About the job
Grade: L3
Location: Islamabad / Rawalpindi
Last Date to Apply: 7th May 2026
About the Role: Lead Cloud Infrastructure Engineer – Teknosys
Join TekNoSys as a Lead Infrastructure & Kubernetes Platform Architect, where you'll leverage your expertise to design, build, and manage our advanced on-premises and private cloud infrastructure. This role emphasizes Kubernetes-based platforms, reliability engineering, and operational excellence.
As a leader, you will architect and oversee highly available, scalable, and secure environments that support critical applications, ensuring optimal performance across our data center infrastructure.
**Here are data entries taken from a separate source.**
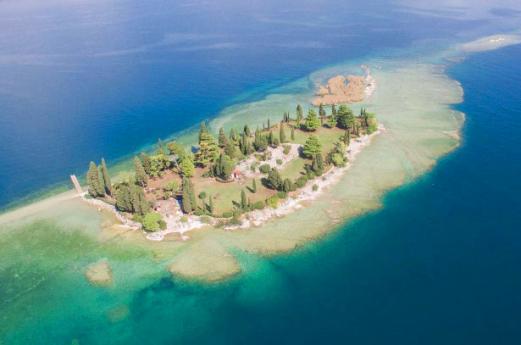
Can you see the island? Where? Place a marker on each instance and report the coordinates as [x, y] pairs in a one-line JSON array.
[[233, 180]]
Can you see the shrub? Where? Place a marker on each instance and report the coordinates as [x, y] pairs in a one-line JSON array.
[[301, 181], [259, 205], [272, 201], [227, 214], [151, 221], [265, 168], [282, 195]]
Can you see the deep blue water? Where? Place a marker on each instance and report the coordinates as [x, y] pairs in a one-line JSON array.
[[81, 80], [439, 264]]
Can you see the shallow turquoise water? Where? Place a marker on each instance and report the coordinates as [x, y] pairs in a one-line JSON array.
[[439, 264]]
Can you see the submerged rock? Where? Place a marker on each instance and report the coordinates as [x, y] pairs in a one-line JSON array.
[[99, 273]]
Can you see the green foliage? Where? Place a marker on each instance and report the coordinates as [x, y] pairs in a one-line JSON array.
[[274, 180], [130, 198], [186, 165], [222, 138], [107, 185], [265, 168], [244, 201], [282, 133], [188, 201], [317, 165], [260, 142], [208, 148], [300, 114], [287, 186], [311, 122], [141, 175], [259, 205], [301, 181], [175, 149], [272, 201], [345, 118], [223, 168], [312, 146], [152, 221], [321, 110], [158, 163], [170, 189], [145, 160], [95, 185], [337, 155]]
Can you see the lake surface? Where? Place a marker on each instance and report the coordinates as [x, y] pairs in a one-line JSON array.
[[438, 264]]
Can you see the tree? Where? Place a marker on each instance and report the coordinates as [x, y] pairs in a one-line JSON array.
[[106, 178], [123, 198], [210, 204], [188, 201], [222, 138], [224, 167], [331, 121], [175, 149], [141, 175], [152, 221], [186, 165], [260, 142], [300, 114], [139, 204], [282, 133], [345, 117], [311, 122], [96, 188], [208, 149], [145, 160], [246, 131], [273, 181], [234, 137], [244, 201], [317, 165], [312, 146]]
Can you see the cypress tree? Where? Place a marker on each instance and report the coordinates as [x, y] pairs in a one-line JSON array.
[[141, 176], [123, 198], [321, 110], [106, 178], [222, 138], [300, 114], [282, 133], [96, 188], [147, 163], [139, 203], [188, 197], [244, 201], [208, 148], [210, 204]]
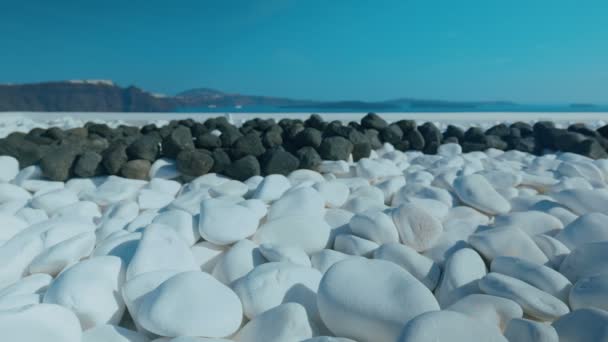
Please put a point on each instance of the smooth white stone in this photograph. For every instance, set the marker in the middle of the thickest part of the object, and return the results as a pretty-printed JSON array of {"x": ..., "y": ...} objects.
[
  {"x": 553, "y": 249},
  {"x": 539, "y": 276},
  {"x": 165, "y": 186},
  {"x": 182, "y": 223},
  {"x": 417, "y": 228},
  {"x": 583, "y": 201},
  {"x": 32, "y": 284},
  {"x": 302, "y": 202},
  {"x": 152, "y": 199},
  {"x": 190, "y": 201},
  {"x": 32, "y": 216},
  {"x": 324, "y": 259},
  {"x": 531, "y": 222},
  {"x": 224, "y": 223},
  {"x": 583, "y": 325},
  {"x": 275, "y": 283},
  {"x": 590, "y": 292},
  {"x": 56, "y": 258},
  {"x": 89, "y": 288},
  {"x": 135, "y": 290},
  {"x": 116, "y": 189},
  {"x": 277, "y": 253},
  {"x": 310, "y": 233},
  {"x": 112, "y": 333},
  {"x": 176, "y": 254},
  {"x": 496, "y": 311},
  {"x": 286, "y": 322},
  {"x": 354, "y": 245},
  {"x": 461, "y": 273},
  {"x": 236, "y": 262},
  {"x": 525, "y": 330},
  {"x": 53, "y": 200},
  {"x": 507, "y": 241},
  {"x": 586, "y": 260},
  {"x": 535, "y": 302},
  {"x": 477, "y": 192},
  {"x": 122, "y": 246},
  {"x": 164, "y": 168},
  {"x": 592, "y": 227},
  {"x": 43, "y": 322},
  {"x": 11, "y": 225},
  {"x": 334, "y": 193},
  {"x": 375, "y": 226},
  {"x": 449, "y": 326},
  {"x": 191, "y": 304},
  {"x": 206, "y": 255},
  {"x": 358, "y": 299},
  {"x": 271, "y": 188},
  {"x": 421, "y": 267},
  {"x": 9, "y": 168}
]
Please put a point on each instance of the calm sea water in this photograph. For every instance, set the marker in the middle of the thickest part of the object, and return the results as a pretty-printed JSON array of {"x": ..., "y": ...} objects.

Your deep knowledge of Kubernetes cluster design, monitoring, and automation will be pivotal in guiding engineering teams towards achieving operational excellence.
Key Responsibilities:
- Design, deploy, and manage robust on-premises and private cloud infrastructures for mission-critical applications.
- Architect highly available Kubernetes clusters in both bare metal and virtualized environments.
- Establish standards for scalability, resilience, and performance across the platform.
- Build, upgrade, and maintain production-grade on-prem Kubernetes clusters.
- Oversee the cluster lifecycle, including provisioning, scaling, patching, backup, and disaster recovery.
- Develop Helm charts, manifests, and platform templates for standardized deployments.
- Optimize resource utilization and conduct capacity planning across nodes and workloads.
- Implement Infrastructure as Code (IaC) using Terraform, Ansible, or similar tools.
- Automate provisioning, configuration, and operational tasks to minimize manual intervention.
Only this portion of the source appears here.